I valori non si tassano
Arci: difendiamo il diritto di associarsi sancito dall’art. 18 della Costituzione
Dal primo gennaio del prossimo anno, le organizzazioni del Terzo settore potrebbero dover sottostare al regime IVA. L’Arci si è immediatamente attivata per evitare questa modifica normativa, ritenendo essenziale proteggere il ruolo sociale, politico e culturale dell’associazionismo.
Durante le discussioni sulla Legge di Bilancio, l’organizzazione sta promuovendo un’iniziativa di sensibilizzazione pubblica, sollecitando le istituzioni ad assicurare nella prossima Manovra il riconoscimento della natura non commerciale degli enti del Terzo settore, escludendoli dall’ambito IVA.
Se non si interviene per modificare questa direzione, le associazioni dovranno affrontare un incremento degli obblighi amministrativi, particolarmente gravoso per le piccole realtà associative che rappresentano spesso gli unici centri di aggregazione nelle comunità locali.

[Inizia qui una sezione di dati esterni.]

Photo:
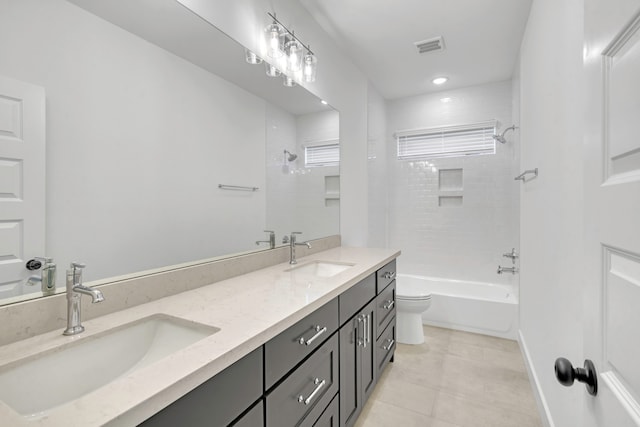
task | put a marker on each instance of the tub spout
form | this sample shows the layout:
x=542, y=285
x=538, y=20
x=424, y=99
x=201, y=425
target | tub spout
x=512, y=270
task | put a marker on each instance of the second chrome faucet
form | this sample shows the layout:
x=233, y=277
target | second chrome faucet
x=74, y=290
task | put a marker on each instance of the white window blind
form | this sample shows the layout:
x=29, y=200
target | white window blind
x=322, y=154
x=447, y=141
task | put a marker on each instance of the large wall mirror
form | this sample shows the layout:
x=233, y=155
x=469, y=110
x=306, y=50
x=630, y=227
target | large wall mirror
x=149, y=109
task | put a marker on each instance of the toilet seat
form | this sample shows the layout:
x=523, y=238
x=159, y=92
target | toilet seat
x=410, y=292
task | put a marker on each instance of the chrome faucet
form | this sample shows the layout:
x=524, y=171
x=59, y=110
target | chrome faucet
x=271, y=241
x=512, y=270
x=292, y=246
x=74, y=289
x=47, y=278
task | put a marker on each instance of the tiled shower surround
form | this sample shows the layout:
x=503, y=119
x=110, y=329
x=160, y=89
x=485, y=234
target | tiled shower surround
x=454, y=217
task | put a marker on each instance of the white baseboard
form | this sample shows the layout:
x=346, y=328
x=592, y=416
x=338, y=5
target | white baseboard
x=543, y=408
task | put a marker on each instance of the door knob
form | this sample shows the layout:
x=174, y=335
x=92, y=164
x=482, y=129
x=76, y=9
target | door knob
x=566, y=374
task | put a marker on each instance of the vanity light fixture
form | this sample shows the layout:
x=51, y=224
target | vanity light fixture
x=289, y=56
x=251, y=57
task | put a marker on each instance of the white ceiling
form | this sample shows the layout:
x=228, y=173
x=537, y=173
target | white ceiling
x=482, y=39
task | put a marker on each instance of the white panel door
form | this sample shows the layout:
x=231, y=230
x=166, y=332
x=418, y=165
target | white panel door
x=612, y=210
x=22, y=183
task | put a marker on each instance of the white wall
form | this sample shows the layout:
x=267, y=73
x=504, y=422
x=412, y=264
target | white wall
x=125, y=122
x=457, y=242
x=551, y=205
x=339, y=82
x=377, y=170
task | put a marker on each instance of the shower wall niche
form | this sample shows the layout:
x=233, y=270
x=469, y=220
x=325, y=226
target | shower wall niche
x=454, y=217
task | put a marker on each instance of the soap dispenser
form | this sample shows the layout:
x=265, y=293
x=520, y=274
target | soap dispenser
x=47, y=278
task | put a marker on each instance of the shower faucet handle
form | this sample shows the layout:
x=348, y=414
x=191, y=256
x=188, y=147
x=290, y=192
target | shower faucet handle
x=513, y=255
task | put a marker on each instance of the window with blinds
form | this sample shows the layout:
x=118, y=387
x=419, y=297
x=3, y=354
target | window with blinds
x=324, y=154
x=447, y=141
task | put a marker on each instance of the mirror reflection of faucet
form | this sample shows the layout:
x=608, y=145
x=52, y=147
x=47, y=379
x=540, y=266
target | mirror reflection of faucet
x=292, y=246
x=271, y=241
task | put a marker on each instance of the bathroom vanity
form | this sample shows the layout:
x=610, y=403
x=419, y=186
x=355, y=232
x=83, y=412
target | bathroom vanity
x=287, y=345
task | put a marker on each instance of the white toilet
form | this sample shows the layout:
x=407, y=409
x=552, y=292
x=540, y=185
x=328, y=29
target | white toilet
x=411, y=302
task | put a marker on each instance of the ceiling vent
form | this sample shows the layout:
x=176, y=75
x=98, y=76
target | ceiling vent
x=431, y=45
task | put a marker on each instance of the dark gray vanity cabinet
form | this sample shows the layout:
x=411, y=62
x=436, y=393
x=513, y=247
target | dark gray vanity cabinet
x=317, y=373
x=302, y=397
x=220, y=400
x=357, y=363
x=290, y=347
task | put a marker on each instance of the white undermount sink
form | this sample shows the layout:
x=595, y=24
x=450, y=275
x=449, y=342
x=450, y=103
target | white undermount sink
x=321, y=268
x=35, y=385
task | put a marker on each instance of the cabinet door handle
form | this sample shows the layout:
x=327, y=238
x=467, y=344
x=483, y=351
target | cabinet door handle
x=389, y=275
x=366, y=330
x=319, y=384
x=319, y=331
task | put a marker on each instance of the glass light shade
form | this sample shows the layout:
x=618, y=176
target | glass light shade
x=310, y=67
x=251, y=57
x=271, y=70
x=274, y=38
x=293, y=50
x=288, y=81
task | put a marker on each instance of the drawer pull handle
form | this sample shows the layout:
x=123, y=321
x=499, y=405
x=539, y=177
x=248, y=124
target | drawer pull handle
x=319, y=331
x=319, y=384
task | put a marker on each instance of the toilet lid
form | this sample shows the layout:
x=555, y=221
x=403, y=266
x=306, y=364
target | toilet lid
x=409, y=290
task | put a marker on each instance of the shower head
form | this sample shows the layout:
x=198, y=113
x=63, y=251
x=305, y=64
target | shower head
x=500, y=138
x=291, y=156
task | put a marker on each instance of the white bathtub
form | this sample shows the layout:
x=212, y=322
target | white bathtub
x=483, y=308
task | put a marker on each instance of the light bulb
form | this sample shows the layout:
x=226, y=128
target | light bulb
x=271, y=70
x=274, y=38
x=310, y=67
x=293, y=50
x=288, y=81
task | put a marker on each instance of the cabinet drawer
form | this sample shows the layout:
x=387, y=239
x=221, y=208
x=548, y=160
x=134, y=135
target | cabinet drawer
x=330, y=416
x=385, y=346
x=385, y=275
x=307, y=391
x=385, y=307
x=253, y=418
x=354, y=298
x=284, y=352
x=218, y=401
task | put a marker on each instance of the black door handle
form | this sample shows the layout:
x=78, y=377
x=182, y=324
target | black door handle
x=566, y=374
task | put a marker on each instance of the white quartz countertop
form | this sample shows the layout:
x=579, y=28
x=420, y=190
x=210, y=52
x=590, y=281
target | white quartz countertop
x=249, y=310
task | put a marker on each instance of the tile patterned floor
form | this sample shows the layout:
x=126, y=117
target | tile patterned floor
x=454, y=379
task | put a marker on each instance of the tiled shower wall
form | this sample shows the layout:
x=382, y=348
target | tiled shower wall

L’inclusione del Terzo settore nel regime IVA significherebbe paragonare le associazioni alle imprese commerciali, trasformando il legame tra associazioni, soci e comunità in una mera relazione commerciale. Questo approccio va contestato per preservare il ruolo costituzionale delle associazioni, particolarmente importante nell’attuale contesto di disgregazione sociale.
Questa modifica normativa comprometterebbe l’indipendenza delle associazioni, limitando la loro capacità di autofinanziarsi e complicando le loro attività con pesanti oneri burocratici. Inoltre, questo cambiamento non porterebbe a maggiori entrate fiscali, ma potrebbe addirittura ridurle, considerando che attualmente le associazioni non recuperano l’IVA sugli acquisti, mentre in futuro potrebbero detrarla.
La riforma del Terzo settore ha indicato una direzione che unisce partecipazione democratica e giustizia sociale nella creazione di nuovi modelli di welfare, come evidenziato dalla Corte costituzionale nel 2020: “Si è identificato così un ambito di organizzazione delle ‘libertà sociali’ non riconducibile né allo Stato, né al mercato, ma a quelle ‘forme di solidarietà’ che, in quanto espressive di una relazione di reciprocità, devono essere ricomprese tra i valori fondanti dell’ordinamento giuridico, riconosciuti, insieme ai diritti inviolabili dell’uomo, come base della convivenza sociale normativamente prefigurata dal Costituente”.
Questo è il percorso stabilito. È necessario ora credere in questa visione e sostenere concretamente le numerose associazioni del Terzo settore in Italia.